Professor Zhang introduced his work on human capsid assembly protein and new RNA editing systems. He described the progress in developing non-viral delivery technologies and shared the discoveries in PNMA2, which was secreted as a non-enveloped capsid and did not selectively package mRNA. After reconstituting PNMA2 capsids in vitro, the group engineered PNMA2 to bind RNA and demonstrated that the engineered PNMA2 could package and deliver mRNA into cells. In the second part, Professor Zhang introduced his work on the IscB protein family. By systematically analyzing the origin and evolutionary relationships of the CRISPR system, they found that the transposon-encoded IscB family proteins were RNA-guided nucleases in the OMEGA (obligate mobile element-guided activity) system, and likely to be the ancestors of the RNA-guided nuclease Cas9 in the type II CRISPR-Cas adaptive immune system. Using evolutionary analysis, RNA sequencing, and biochemical experiments, Zhang’s lab demonstrated that IscB used a single ncRNA for RNA-guided cleavage of dsDNA, and it could be harnessed for genome editing in human cells. This work revealed a widespread class of transposon-encoded RNA-guided nucleases, with strong developability as biotechnologies for gene editing and gene delivery.
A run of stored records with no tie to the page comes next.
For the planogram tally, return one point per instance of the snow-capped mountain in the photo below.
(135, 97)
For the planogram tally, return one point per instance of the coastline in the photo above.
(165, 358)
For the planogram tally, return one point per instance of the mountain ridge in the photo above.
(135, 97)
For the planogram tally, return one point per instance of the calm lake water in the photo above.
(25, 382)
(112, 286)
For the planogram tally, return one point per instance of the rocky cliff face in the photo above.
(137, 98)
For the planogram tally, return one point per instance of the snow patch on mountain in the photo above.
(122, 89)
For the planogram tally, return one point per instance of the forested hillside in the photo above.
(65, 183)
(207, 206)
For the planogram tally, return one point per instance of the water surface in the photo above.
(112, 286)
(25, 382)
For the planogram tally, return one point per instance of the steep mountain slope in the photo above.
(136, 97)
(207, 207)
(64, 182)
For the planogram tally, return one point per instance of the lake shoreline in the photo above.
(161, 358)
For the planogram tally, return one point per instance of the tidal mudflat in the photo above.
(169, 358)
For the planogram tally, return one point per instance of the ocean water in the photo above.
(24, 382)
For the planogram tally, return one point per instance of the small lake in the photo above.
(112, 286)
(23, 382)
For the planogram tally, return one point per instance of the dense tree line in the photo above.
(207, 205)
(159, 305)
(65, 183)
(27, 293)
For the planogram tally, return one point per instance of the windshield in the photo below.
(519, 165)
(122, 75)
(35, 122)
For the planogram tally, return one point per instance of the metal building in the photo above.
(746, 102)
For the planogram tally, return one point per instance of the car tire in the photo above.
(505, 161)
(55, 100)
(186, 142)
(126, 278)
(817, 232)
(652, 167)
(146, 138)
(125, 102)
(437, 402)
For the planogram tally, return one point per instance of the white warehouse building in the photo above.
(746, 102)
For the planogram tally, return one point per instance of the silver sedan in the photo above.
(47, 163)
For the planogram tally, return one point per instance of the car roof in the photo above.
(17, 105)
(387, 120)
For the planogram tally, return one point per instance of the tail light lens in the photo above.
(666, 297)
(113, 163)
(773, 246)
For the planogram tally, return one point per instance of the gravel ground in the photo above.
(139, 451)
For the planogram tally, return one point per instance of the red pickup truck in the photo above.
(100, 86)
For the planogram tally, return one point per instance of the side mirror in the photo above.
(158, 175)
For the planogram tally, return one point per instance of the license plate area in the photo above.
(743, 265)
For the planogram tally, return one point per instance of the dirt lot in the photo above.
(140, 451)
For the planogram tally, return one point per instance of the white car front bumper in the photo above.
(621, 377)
2.Presentation by Wensheng Wei

Gene Editing and Beyond

The Wei lab focuses on developing novel gene editing tools,investigating high-throughput functional genomics and establishing novel platforms for nucleic acid therapeutics. Based on gene editing technology, they pioneered a series of novel high-throughput functional screening platforms to systematically analyze the function of protein-coding genes, non-coding RNAs, non-coding regulatory elements, and critical amino acids. These platforms include: (1) the CRISPR-based high-throughput screening technology, (2) lncRNA screening methods based on the large-fragment deletion and splice site-targeting strategies, (3) the iBAR strategy and the following BARBEKO method that enhance the efficiency and cost-effectiveness of genome-wide functional screening, (4) the PASTMUS method for scanning and identifying functional sites of proteins at amino acid resolution, and (5) the genome-wide functional amino acid mapping using ABE system. In the field of developing gene editing tools, they firstly developed a novel RNA editing technology named LEAPER and an optimized version LEAPER 2.0, which only requires the introduction of a specially designed "guide" RNA that can recruit the endogenous deaminase ADAR to achieve efficient and precise editing of specific adenosine residues on the target RNA. They further developed an efficient mitochondrial base editor called mitoBE, which has the potential to correct the majority of mitochondrial pathogenic mutations, offering an efficient and precise DNA editing tool for the treatment of mitochondrial genetic diseases. Moreover, they established an efficient in vitro technology platform for the production of high-purity circular RNA, and developed the first circular RNA vaccine against SARS-CoV-2 and its variants.